Pratiques traditionnelles

Les mutilations génitales, les crimes d’«honneur», les mariages forcés, l’enfermement et la négation de droits individuels, etc. concernent plus particulièrement certaines sociétés. Quelque 5000 femmes et jeunes filles sont victimes de crimes d’«honneur» chaque année; 130 millions de femmes ont subi l’excision (2 millions de plus chaque année, soit 5 petites filles par minute). Plus de 100 millions de petites filles manquent aussi à l’appel, décédées prématurément, du fait de la préférence accordée aux fils (soins, alimentation, etc.).

Sur le marché du travail

Le harcèlement sexuel, l’esclavage, le trafic des femmes et des enfants dans le commerce du sexe et des travaux clandestins touchent aussi de nombreuses femmes. Ainsi, environ 4 millions de femmes et de fillettes sont vendues chaque année dans le monde à de futurs époux, à des proxénètes ou à des marchands d’esclaves; en Asie du sud-est, près de 70 millions de femmes et d’enfants ont été victimes du trafic sexuel depuis 10 ans. En Europe, 2% des travailleuses – 3 millions – ont fait l’objet de harcèlement sexuel.

Etats complices

Les Etats légitiment la criminalisation des femmes ou répriment celles qui ne se soumettent pas à leur statut inférieur, par des législations discriminatoires ou des peines dégradantes: emprisonnement des victimes de viol, criminalisation de l’avortement, des pratiques contraceptives, ou des relations hors mariage.

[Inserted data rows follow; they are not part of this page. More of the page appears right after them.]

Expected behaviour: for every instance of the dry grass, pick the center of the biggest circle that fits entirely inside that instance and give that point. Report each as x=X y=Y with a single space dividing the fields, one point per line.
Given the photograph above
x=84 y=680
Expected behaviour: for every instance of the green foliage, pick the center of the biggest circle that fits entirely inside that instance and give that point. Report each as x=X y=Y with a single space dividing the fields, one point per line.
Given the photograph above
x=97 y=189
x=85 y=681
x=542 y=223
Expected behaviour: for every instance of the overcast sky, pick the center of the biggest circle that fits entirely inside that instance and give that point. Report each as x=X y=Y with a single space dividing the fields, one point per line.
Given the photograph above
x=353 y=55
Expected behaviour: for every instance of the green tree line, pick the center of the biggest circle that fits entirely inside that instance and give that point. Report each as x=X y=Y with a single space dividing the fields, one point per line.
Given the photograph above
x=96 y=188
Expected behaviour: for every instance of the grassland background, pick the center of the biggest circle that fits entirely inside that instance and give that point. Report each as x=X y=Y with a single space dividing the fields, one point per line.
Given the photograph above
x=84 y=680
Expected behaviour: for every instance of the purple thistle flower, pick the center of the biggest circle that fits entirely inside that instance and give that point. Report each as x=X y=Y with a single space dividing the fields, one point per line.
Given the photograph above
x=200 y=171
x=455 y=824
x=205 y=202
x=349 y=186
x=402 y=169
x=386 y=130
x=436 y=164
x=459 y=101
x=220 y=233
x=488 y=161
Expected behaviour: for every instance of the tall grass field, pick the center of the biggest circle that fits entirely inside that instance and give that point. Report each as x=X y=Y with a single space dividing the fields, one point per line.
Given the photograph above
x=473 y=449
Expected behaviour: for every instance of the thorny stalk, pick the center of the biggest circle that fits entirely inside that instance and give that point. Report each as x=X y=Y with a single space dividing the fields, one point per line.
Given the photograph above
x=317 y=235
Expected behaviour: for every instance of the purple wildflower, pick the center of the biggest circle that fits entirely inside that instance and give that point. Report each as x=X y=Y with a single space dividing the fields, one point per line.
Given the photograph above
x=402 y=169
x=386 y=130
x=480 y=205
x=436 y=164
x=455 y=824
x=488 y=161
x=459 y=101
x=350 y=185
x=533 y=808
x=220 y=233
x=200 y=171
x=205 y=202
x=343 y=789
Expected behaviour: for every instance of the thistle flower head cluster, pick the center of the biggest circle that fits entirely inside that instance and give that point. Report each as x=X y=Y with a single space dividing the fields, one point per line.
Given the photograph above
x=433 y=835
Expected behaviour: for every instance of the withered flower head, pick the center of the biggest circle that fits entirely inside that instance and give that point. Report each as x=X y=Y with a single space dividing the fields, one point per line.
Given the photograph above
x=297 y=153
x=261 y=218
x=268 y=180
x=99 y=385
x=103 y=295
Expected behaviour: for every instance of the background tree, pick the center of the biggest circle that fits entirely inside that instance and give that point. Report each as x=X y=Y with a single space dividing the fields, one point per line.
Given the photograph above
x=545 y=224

Certains Etats légifèrent eux-même, mais souvent la législation prévoit de déléguer aux hommes de la famille ou aux instances religieuses le jugement et l’application des peines, livrant les femmes à l’arbitraire. La Suisse n’est pas à l’abri de telles lois discriminatoires, en particulier envers les femmes migrantes, dont le statut est lié – pour la majorité d’entre elles – à l’état civil.

Culpabilisation et banalisation

Actuellement, des d’enquêtes sont menées par le Conseil de l’Europe, l’ONU ou l’OMS, qui dévoilent l’ampleur des violences faites aux femmes. Mais, ces violences ont des particularités qui en occultent la réalité, ratifiant leur banalisation et leur impunité.

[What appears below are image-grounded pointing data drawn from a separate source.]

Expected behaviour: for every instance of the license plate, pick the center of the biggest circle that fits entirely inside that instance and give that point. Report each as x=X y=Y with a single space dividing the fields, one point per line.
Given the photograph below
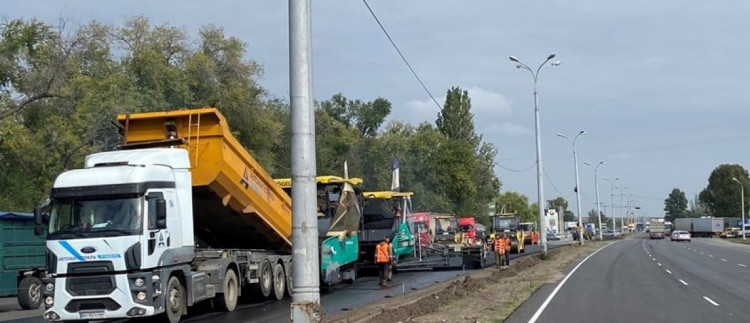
x=91 y=315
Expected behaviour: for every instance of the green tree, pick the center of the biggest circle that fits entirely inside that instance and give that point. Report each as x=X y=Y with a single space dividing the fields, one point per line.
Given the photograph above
x=721 y=196
x=455 y=120
x=675 y=205
x=367 y=117
x=514 y=202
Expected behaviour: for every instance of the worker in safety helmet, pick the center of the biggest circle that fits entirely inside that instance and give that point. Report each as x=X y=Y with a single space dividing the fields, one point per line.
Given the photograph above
x=383 y=260
x=499 y=251
x=502 y=250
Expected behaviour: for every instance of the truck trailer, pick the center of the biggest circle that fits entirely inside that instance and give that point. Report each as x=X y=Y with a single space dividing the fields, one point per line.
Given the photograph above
x=182 y=213
x=656 y=228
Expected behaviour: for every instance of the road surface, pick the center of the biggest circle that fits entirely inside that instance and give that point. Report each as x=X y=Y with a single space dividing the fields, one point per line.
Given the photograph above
x=640 y=279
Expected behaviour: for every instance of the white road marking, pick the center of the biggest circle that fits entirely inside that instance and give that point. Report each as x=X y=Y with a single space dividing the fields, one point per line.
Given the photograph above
x=554 y=292
x=710 y=301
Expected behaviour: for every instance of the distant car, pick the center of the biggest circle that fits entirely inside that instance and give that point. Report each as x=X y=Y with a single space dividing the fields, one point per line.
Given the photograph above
x=610 y=233
x=680 y=235
x=730 y=233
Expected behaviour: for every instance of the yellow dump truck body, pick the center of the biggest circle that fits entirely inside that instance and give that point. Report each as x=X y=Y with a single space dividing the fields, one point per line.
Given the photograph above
x=236 y=203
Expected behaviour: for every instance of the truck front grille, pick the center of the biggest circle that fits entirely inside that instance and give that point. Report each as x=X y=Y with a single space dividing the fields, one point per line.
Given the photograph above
x=92 y=304
x=92 y=285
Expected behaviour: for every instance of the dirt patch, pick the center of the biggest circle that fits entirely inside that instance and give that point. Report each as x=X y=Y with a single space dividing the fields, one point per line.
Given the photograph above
x=487 y=295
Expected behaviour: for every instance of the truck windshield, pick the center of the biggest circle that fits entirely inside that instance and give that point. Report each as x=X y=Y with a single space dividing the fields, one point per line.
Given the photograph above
x=87 y=217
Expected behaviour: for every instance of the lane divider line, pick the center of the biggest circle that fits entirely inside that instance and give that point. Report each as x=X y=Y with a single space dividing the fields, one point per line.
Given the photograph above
x=554 y=292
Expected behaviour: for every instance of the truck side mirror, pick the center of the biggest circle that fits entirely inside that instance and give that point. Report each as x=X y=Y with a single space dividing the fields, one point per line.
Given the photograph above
x=161 y=213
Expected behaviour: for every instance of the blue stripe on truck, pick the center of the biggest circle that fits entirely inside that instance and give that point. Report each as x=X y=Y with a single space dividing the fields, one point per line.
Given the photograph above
x=72 y=250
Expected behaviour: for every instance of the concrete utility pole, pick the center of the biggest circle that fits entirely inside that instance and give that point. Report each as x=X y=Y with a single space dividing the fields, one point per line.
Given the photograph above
x=598 y=205
x=612 y=200
x=578 y=187
x=305 y=276
x=742 y=202
x=539 y=182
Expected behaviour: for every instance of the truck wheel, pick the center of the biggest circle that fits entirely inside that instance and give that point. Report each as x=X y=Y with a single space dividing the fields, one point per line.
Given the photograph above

Tout d’abord, les femmes sont rendues responsables des violences qu’elles subissent. Elles les «provoquent», les «tolèrent», les «méritent», etc. On constate une inversion perverse: les victimes seraient responsables des violences qui leur sont infligées. Ensuite, les violences spécifiques aux femmes sont banalisées et minimisées: très souvent, elles ne sont pas considérées comme des délits. Les femmes doivent apporter des preuves souvent impossibles à fournir, se trouvent face à un système judiciaire masculin, machiste et très patriarcal, dans lequel elles n’ont pas de place. De même, les victimes sont souvent dépendantes de leur(s) agresseur(s), qui est un membre de leur famille, un proche ou leur employeur, dont elles dépendent pour leur subsistance et celle de leurs enfants. Enfin, les victimes ont honte, se sentent coupables et impuissantes. Ce sont des sentiments que l’on retrouve toujours, qui sont aussi destructeurs qu’ils enferment les victimes dans un isolement émotionnel et social.

Effets de la mondialisation libérale

En précarisant la situation des femmes, la mondialisation libérale a augmenté tragiquement leur vulnérabilité aux violences. En effet, le corps des femmes n’a pas échappé à la marchandisation généralisée. Elle s’est accompagnée d’une banalisation du proxénétisme et d’un développement du tourisme sexuel. Aujourd’hui, ce commerce génère 9 milliards d’euros au profit du crime organisé, des bénéfices supérieurs au trafic de drogue ou d’armes. En effet, les êtres humains peuvent se vendre et s’acheter plusieurs fois; 90% des victimes de ces trafics sont des femmes ou des fillettes.


La précarisation des conditions de travail augmente les risques de mauvais traitements et de harcèlement, empêchant les femmes de se défendre, sous peine de perdre leur emploi. D’autre part, si la délocalisation des entreprises dans les pays a bas salaires a pu permettre aux femmes d’entrer sur le marché du travail, c’est au prix de leur santé, d’une exploitation extrême, et au mépris de leur dignité et de leurs droits humains.


Enfin, des millions de femmes ont été contraintes à émigrer pour assurer leur subsistance et celle de leur famille. Sans droit, sans statut légal, elles doivent survivre dans la peur et subire des conditions de vie souvent infra-humaines; elles sont ainsi des proies faciles…

Que faire?

Il est urgent que les mouvements féministes, les mouvement sociaux et les forces politiques progressistes fassent de la violence faite aux femmes un thème prioritaire de leurs activités. Pour cela, il faut les dénoncer, punir sévèrement les agresseurs et tous leurs intermédiaires, protéger les victimes et leur donner des droits.


La lutte contre les violences faites aux femmes passe par l’affirmation décidée du droit à l’autonomie et au pouvoir de décision de chaque femme, que ce soit au travail, dans sa vie de couple, dans ses décisions d’être mère, dans ses activités sociales. Ce droit à l’autonomie doit s’accompagner de mesures législatives et sociales concrètes qui garantiront aux femmes sécurité et respect de leur dignité. Il n’est pas compatible avec le libre jeu des forces du marché et avec la dérégulation des relations de travail. Le monde n’est pas une marchandise, les femmes non plus!